Monday, January 11, 2010

"Behold, your light has come!", Now into the World

Growing things in the church Jerusalem Cross garden in the middle of winter, should be impossible. But miracles seem still to happen. For where there should be nothing but white snow, stands a very green, eight foot tree.

Looks can be deceiving however, for this tree is actually the cut Christmas tree - quite dead, though appearing very much alive - that decorated the sanctuary during the advent/Christmas season.

On the day of Epiphany, to the sounds of "We three kings of Orient are," a few of us gathered to remove the Christmas decorations from the sanctuary. Christmas was over, it was time to move on. So the banners came down. The wreaths followed suite. The ornaments which decorated the tree were safely packaged away. But what to do with the tree itself? As the focal point of the the season's truth, "Behold your light has come!", it just felt wrong to arbitrarily dispose of and summarily dismiss it from our lives. Truth is not conveniently just discarded!

So it was "planted" in the bleak landscape of the Jerusalem Cross Garden, in winter a forgotten place around the church. From its' branches will be hung birdseed "ornaments," offering food and nourishment to the birds of the area. The Light of the World, having come at Christmas, now moves out into the neighborhood in an act of compassion, helping to care for creation. And over the winter months the tree will proudly give life and purpose to the Jerusalem Cross Garden as it feeds the birds in a way that would make Saint Francis proud. In its' own symbolic way it will quietly challenge us members to do the same - to say to the world, "Behold, your Light has come!", and show just how this is true - a call to mission and service for the year?

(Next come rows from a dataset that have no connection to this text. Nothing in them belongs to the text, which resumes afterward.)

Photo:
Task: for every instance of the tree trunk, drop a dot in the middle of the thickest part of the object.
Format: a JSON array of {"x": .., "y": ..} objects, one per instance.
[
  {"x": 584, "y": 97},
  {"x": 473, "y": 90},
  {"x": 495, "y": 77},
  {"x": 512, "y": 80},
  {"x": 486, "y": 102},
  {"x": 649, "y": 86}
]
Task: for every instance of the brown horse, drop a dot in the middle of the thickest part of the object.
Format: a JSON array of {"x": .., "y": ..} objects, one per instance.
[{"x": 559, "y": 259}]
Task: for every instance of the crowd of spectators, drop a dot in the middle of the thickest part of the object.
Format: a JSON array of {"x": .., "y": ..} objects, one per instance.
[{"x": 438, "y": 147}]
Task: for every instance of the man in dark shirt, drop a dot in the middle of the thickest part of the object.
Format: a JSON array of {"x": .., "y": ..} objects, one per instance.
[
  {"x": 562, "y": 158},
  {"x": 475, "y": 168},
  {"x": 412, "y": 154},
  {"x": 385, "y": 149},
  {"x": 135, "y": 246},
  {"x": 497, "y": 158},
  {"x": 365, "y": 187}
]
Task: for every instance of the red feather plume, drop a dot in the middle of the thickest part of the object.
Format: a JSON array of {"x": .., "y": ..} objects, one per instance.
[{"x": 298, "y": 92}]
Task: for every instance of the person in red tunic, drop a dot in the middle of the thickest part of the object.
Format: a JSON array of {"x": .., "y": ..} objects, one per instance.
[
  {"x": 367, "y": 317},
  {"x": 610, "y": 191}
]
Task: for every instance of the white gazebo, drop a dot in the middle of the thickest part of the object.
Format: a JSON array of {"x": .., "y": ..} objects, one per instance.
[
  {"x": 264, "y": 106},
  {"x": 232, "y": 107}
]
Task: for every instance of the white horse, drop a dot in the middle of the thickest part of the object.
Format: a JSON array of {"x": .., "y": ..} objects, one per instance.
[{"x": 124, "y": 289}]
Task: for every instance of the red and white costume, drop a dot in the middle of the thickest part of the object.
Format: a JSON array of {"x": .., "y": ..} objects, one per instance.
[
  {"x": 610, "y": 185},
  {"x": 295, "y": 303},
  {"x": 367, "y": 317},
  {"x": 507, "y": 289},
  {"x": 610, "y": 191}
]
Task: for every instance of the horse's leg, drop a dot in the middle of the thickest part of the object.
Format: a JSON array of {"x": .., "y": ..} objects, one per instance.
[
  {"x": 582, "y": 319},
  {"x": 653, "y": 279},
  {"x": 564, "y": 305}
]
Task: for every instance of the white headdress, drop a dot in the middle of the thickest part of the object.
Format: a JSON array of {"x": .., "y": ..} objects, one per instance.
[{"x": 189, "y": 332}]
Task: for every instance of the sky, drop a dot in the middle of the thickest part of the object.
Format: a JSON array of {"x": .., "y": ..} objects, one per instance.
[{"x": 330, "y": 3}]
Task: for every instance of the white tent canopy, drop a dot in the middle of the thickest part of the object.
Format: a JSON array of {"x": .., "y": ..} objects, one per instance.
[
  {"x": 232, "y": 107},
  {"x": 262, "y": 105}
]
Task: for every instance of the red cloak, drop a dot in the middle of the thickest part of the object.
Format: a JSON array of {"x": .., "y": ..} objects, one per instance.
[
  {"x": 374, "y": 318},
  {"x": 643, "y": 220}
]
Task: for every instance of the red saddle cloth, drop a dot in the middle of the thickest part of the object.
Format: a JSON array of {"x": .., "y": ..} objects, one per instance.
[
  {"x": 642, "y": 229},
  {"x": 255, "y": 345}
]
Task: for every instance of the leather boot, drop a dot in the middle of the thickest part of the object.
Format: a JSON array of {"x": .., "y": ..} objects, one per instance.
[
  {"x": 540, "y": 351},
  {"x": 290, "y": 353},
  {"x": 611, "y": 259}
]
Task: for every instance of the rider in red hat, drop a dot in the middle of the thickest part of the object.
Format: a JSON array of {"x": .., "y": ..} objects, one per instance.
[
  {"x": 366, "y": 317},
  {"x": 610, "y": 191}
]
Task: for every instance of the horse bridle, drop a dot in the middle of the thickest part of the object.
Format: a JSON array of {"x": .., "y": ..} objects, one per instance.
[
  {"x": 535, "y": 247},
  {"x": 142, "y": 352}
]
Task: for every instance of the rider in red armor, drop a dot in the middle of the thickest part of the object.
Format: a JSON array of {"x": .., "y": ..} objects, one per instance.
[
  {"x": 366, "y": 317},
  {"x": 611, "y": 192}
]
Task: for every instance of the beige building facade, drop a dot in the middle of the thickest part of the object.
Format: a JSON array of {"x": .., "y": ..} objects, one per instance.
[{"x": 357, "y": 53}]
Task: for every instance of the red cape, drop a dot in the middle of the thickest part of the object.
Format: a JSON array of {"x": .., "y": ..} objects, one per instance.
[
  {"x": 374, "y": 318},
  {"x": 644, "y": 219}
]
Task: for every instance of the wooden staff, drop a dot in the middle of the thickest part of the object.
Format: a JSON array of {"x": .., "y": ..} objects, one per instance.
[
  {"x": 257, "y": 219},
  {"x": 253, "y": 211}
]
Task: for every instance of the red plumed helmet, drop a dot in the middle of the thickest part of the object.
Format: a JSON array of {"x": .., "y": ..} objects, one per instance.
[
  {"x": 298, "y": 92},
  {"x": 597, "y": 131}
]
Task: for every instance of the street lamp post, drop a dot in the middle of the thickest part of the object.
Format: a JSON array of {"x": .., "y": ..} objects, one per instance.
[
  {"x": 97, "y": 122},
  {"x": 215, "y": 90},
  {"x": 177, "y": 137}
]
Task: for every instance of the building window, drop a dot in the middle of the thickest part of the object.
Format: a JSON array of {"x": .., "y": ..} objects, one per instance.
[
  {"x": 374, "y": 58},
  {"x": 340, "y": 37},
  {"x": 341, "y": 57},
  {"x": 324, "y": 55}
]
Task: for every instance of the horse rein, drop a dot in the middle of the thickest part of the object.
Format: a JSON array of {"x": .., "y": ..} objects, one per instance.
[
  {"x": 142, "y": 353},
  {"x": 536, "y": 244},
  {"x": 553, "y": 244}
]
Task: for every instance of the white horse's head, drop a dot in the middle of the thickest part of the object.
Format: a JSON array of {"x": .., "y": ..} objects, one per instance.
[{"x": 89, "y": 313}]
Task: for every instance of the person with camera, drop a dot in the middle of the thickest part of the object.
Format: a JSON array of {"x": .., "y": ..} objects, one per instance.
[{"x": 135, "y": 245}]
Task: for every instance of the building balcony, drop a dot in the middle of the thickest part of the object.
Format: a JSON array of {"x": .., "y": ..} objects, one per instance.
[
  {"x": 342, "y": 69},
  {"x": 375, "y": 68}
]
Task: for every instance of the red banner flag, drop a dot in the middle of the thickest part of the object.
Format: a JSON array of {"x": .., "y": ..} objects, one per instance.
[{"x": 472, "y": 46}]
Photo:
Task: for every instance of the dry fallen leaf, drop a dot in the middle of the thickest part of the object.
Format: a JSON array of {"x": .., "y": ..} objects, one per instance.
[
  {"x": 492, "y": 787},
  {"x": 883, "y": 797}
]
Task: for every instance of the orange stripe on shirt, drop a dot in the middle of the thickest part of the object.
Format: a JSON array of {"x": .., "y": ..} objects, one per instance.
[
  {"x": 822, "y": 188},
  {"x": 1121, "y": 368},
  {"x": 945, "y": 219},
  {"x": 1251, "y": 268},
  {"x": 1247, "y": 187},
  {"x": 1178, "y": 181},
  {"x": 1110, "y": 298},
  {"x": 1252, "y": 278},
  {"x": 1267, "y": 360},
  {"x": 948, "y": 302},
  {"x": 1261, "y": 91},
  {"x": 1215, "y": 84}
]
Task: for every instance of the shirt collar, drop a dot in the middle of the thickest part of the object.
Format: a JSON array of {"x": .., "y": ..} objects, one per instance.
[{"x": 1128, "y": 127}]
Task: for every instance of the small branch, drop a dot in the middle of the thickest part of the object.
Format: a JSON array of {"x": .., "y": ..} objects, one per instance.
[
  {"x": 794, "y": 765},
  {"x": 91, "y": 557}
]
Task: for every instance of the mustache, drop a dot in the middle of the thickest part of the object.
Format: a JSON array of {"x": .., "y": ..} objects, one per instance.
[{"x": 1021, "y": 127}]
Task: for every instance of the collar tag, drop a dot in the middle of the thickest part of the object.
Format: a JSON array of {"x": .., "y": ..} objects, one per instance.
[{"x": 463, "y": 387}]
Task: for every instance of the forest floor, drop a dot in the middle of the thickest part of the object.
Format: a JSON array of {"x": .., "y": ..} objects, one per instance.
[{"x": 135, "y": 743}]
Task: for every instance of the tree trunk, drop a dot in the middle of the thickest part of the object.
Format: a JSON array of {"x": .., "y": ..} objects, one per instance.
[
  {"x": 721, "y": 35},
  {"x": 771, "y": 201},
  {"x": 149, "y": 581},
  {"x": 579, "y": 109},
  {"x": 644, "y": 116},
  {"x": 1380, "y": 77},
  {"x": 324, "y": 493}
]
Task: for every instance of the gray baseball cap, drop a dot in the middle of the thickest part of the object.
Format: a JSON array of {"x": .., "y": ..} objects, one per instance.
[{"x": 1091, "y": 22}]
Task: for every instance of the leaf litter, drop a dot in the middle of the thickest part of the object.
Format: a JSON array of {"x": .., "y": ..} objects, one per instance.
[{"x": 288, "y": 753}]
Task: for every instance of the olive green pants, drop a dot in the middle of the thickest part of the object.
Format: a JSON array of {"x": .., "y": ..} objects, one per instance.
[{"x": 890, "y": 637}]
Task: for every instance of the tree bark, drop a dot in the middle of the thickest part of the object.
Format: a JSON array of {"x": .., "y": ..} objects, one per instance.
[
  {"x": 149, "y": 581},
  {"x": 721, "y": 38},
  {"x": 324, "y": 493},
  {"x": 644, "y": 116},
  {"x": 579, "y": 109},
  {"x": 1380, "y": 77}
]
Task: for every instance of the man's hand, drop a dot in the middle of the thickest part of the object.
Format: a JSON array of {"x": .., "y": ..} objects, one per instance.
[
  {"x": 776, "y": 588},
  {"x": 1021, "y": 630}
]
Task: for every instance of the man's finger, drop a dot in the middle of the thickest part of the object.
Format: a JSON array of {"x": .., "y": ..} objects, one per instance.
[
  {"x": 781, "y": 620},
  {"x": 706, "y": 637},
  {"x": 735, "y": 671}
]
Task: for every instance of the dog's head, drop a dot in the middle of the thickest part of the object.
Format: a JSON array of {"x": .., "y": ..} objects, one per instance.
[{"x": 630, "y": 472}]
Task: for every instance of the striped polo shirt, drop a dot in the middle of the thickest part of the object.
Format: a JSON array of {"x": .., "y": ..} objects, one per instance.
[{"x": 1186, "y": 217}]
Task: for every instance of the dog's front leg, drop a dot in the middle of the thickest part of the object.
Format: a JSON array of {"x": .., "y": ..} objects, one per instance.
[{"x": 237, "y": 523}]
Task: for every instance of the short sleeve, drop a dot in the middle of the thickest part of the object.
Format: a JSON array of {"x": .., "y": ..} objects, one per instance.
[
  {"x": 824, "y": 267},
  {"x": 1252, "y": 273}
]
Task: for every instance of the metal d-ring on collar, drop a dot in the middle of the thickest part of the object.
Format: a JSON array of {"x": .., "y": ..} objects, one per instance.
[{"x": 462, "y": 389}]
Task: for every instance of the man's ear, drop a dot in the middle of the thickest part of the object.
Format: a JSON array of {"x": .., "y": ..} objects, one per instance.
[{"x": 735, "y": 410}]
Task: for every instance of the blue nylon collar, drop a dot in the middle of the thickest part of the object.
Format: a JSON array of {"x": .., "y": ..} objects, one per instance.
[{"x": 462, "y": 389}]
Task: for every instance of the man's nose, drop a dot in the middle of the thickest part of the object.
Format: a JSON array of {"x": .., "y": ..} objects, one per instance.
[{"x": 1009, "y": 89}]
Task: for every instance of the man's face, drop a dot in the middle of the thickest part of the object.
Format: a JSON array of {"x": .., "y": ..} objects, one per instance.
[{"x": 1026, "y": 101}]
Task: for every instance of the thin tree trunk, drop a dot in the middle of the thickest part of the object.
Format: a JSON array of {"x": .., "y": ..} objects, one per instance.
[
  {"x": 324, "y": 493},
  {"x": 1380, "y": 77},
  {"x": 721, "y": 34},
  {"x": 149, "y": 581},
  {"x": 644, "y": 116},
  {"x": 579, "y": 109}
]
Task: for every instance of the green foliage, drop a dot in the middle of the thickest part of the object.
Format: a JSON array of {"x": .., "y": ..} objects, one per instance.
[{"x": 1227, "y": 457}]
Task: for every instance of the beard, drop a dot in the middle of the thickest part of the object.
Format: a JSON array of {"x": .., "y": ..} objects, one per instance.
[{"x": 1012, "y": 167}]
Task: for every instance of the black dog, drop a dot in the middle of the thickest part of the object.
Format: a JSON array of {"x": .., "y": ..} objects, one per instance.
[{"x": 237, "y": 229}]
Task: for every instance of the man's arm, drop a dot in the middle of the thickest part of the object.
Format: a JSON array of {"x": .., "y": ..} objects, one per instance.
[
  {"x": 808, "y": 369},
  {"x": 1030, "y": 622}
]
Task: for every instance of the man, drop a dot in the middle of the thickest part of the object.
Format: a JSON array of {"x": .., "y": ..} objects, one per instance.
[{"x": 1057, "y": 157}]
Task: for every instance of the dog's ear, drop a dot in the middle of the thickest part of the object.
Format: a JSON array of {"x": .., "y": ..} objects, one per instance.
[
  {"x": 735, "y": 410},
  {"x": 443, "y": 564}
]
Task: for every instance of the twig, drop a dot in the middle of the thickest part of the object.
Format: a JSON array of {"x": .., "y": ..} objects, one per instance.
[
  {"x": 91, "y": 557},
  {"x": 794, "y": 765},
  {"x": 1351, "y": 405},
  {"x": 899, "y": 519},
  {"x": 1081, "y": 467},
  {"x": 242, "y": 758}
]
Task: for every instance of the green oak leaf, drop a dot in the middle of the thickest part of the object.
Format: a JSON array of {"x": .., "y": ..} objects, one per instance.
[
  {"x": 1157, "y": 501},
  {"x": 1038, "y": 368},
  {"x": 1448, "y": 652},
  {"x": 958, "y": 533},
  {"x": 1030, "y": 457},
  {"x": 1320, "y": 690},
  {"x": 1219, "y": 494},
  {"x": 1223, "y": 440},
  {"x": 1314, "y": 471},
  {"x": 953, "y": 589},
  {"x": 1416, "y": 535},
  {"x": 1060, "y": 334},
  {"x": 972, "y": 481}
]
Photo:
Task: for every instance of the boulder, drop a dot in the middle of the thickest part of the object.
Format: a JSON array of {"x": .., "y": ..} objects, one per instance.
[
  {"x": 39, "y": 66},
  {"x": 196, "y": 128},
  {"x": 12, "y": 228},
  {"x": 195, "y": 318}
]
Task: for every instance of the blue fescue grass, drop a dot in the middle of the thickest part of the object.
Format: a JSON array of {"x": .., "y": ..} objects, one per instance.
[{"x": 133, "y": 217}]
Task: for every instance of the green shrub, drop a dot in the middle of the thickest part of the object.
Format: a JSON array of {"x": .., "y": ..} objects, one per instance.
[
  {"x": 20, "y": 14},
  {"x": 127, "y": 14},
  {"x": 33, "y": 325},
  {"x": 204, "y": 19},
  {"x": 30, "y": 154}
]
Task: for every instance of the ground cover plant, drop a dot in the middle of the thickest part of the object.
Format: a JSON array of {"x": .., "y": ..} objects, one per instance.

Soon Spring will arrive. The Christmas tree will need to move again as we prepare the garden for vegetables and wheat. But what to do with this "friend" of both sanctuary and now garden too? We will have journeyed with it through the seasons of fall, winter and early spring, advent/Christmas, Epiphany and Lent. It heralded the Light as it bore the star at its' peak, then engaged the world as bird feeder. How might the Christmas tree each year, sanctified by it's presence for several weeks in the sanctuary as herald of God-in-the-flesh, continue to inspire and beckon us?

Proposal: cut the branches away and cure the stem; then carve it as a staff, that symbol of St. Christopher, used by Friar Tuck and many a pilgrim down through the centuries. Let the staff be "consecrated" by some major missional action undertaken by members to demonstrate Christ's light and love in the world during the year. Then to commemorate this Christmas of 2009/10 and the mission trip it encouraged us to take, let's use the staff as a dowel rod to hang one of our liturgical banners from as a continuing reminder for many years to come of how God has moved amongst the people called Methodist during the 2009/10 liturgical year.

It will take us twelve years to have enough dowel rods for each of our 12 liturgical banners. That should be enough time for the task of becoming a congregation of discipled Christians who together strive to "grow God's kingdom" for the purposes of "transforming the world."

Best of all, Jerusalem Cross gardening will have happened again, turning the sod of our souls, in spite of, or perhaps because of, a bleak, white winter's landscape.